The game will be a homecoming of sorts for Crennel, quarterback Brady Quinn, running back Peyton Hillis and offensive coordinator Brian Daboll, all of whom were with the Browns (4-8).
At one point, Quinn was thought to be Cleveland's franchise quarterback. He was drafted by the Browns in the first round in 2007, and had some solid games for Cleveland before he was traded in 2010 to Denver -- ironically for Hillis, who engaged in some back-and-forth trash talk with Browns Pro Bowl tackle Joe Thomas this week.
Now, Quinn is returning to play his former team following the best game of his career. Putting aside his feelings and showing remarkable leadership, Quinn completed 19 of 23 passes for 201 yards and two touchdowns in Kansas City's win. He posted a 132.1 passer rating and was the AFC offensive player of the week.

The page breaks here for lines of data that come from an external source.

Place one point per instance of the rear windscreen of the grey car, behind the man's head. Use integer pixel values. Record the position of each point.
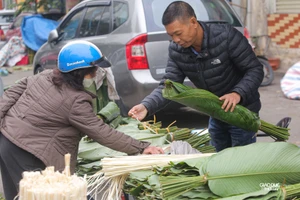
(205, 10)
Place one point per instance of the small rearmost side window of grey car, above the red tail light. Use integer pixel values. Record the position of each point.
(120, 14)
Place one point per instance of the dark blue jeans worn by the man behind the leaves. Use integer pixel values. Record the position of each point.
(224, 135)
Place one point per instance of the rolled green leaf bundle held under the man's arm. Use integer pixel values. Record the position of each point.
(209, 104)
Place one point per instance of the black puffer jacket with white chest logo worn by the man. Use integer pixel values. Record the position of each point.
(225, 64)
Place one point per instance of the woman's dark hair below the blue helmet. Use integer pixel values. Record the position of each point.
(73, 78)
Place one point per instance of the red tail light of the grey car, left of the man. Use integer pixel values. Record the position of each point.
(136, 53)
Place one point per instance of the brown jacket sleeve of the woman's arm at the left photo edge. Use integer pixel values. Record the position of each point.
(11, 96)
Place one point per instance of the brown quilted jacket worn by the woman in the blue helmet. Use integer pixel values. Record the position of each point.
(49, 122)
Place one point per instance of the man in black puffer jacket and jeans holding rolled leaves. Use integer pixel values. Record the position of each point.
(215, 57)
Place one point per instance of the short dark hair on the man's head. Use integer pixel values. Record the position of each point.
(178, 10)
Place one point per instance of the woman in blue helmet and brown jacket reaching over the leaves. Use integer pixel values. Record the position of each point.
(43, 117)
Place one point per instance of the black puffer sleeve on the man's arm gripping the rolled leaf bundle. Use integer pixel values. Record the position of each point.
(244, 58)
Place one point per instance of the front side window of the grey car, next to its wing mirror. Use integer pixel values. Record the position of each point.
(67, 30)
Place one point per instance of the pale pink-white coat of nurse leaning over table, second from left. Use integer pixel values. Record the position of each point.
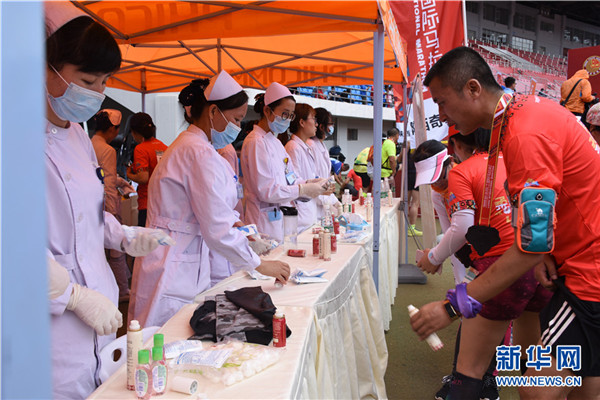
(191, 196)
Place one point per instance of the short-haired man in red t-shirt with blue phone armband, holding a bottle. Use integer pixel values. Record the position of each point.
(544, 147)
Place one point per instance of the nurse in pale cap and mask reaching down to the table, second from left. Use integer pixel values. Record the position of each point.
(192, 195)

There couldn't be much tougher circumstances for a quarterback, and Quinn delivered. He showed his teammates the way for three challenging hours on the field.
Days later, Quinn wasn't sure where he summoned the strength for the performance.

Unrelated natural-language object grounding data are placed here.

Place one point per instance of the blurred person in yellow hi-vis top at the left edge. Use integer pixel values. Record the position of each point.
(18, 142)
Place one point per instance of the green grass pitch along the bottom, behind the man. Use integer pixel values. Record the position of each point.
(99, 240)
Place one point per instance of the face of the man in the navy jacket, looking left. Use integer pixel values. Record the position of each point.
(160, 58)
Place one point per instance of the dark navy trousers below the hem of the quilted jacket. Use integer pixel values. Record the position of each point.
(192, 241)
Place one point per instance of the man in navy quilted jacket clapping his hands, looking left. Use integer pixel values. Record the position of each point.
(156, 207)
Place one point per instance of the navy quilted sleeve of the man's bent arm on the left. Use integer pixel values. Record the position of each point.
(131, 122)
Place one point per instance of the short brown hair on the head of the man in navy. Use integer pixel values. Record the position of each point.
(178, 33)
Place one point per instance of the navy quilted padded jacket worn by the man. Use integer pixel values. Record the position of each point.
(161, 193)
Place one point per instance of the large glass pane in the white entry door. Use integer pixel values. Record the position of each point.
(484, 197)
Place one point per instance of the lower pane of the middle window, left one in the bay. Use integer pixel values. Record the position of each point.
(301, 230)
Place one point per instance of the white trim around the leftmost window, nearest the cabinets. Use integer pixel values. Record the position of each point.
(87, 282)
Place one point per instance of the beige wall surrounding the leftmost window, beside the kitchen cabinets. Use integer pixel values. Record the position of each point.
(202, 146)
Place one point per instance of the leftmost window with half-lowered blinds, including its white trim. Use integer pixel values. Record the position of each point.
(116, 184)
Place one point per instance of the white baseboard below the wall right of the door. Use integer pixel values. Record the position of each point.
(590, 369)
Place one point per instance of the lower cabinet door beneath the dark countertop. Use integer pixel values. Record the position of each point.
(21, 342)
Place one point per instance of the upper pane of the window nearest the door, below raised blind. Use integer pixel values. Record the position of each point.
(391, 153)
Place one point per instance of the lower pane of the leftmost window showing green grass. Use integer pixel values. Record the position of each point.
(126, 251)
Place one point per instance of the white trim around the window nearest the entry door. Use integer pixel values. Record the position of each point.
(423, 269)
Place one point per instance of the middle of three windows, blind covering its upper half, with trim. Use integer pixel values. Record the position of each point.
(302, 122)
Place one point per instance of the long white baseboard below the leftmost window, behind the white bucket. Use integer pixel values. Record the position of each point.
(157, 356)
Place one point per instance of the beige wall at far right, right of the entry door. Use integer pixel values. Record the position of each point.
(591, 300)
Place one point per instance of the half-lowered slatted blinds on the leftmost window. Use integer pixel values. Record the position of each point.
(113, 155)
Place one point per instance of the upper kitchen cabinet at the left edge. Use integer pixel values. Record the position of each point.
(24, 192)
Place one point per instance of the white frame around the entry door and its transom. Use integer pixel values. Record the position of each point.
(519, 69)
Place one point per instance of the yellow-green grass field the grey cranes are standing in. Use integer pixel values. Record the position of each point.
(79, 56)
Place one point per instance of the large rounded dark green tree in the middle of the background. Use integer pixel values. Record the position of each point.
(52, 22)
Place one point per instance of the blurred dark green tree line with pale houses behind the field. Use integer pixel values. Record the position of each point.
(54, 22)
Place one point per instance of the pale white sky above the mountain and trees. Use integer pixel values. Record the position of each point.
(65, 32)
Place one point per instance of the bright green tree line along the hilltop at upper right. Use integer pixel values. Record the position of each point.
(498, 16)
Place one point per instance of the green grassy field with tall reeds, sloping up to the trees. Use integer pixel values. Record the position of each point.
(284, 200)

"My thoughts and concerns were just trying to focus and do the best I can during the game while I was playing," he said.
It was after the game when Quinn made a bigger impression.
As he described dealing with his emotions, Quinn poignantly spoke of how people should do more to help their neighbor and strengthen the relationships they have in their lives. His from-the-heart comments struck a nerve and were widely applauded.

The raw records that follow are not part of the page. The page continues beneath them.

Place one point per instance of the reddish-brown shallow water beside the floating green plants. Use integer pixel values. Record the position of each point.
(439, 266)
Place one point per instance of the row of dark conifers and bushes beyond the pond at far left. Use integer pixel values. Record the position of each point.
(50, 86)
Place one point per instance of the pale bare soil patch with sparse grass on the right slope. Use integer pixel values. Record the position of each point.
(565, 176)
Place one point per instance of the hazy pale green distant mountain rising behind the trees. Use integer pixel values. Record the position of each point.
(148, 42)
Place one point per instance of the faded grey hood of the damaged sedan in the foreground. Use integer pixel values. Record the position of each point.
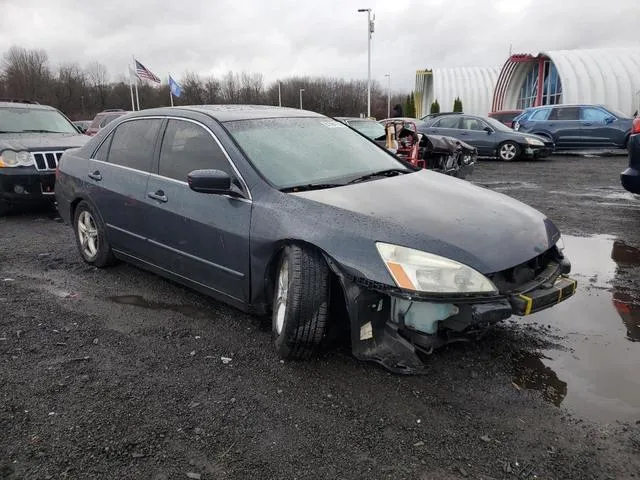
(443, 215)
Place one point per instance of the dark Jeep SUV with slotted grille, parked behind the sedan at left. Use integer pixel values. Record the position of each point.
(32, 139)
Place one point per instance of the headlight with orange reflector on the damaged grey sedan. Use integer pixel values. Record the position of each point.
(424, 272)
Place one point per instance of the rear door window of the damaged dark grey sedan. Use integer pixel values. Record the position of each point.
(133, 143)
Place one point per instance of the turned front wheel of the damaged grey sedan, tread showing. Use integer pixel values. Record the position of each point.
(300, 303)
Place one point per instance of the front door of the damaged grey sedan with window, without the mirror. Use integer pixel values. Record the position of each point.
(200, 237)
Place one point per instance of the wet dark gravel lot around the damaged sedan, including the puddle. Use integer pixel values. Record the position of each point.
(118, 373)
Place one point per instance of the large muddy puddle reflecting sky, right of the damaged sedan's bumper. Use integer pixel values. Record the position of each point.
(597, 376)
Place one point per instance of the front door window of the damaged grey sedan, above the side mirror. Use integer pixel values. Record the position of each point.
(186, 147)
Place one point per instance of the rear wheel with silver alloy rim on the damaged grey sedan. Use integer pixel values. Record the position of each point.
(91, 237)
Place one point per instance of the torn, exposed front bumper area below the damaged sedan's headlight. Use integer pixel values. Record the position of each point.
(394, 327)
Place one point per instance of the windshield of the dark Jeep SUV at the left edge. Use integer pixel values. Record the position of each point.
(17, 120)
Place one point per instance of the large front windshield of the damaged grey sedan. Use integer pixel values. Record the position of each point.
(303, 151)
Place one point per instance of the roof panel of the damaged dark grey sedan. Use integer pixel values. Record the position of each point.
(230, 113)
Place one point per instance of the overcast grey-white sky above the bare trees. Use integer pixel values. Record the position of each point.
(294, 37)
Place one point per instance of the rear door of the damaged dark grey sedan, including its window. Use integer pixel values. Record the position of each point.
(118, 174)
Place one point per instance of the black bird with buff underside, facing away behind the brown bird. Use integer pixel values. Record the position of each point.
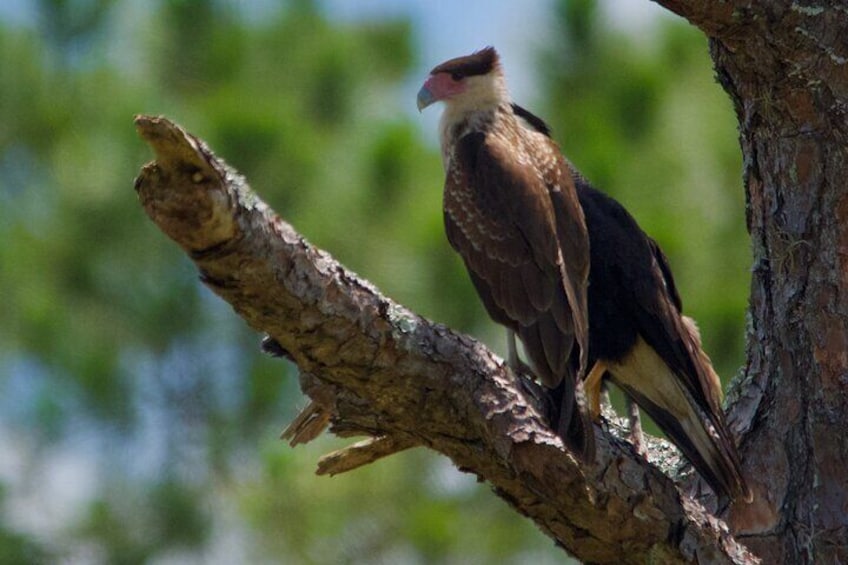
(640, 339)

"It was something from my experience of growing up in an age when you didn't even have a cell phone when you were in junior high, and now it's like every kid's got a cell phone and every kid's on the Internet," he said. "The relationships you have with people face to face on a daily basis kind of gets brushed aside for everything else that's out there.
"A lot of times people hide their issues, their problems, they don't talk to anyone until it's too late."
Quinn said it may be difficult for the Chiefs to play as well as they did last week. Time has passed, but not yet enough to make a big difference -- or ease the pain.
"Everyone understands what their job is on a day-to-day basis," he said. "It's a solid locker room of guys who love to play and are dedicated to their sport. There's definitely some people who are still hurting inside. They may not be showing it, but you can tell. It's still in the back of our minds."
The Browns have a chance to win three straight games for the first time since 2009, when they ended the season with four in a row. To do that, they'll have to beat the Chiefs and Crennel, whose ability to lead Kansas City's players through a crisis wasn't surprising.
"Romeo is a great guy on and off the field," Browns kick returner Josh Cribbs said. "He's a great coach, a motivator and knows how to get the guys rallied up. I'm sure he'd do an awesome job and he has done an awesome job so far."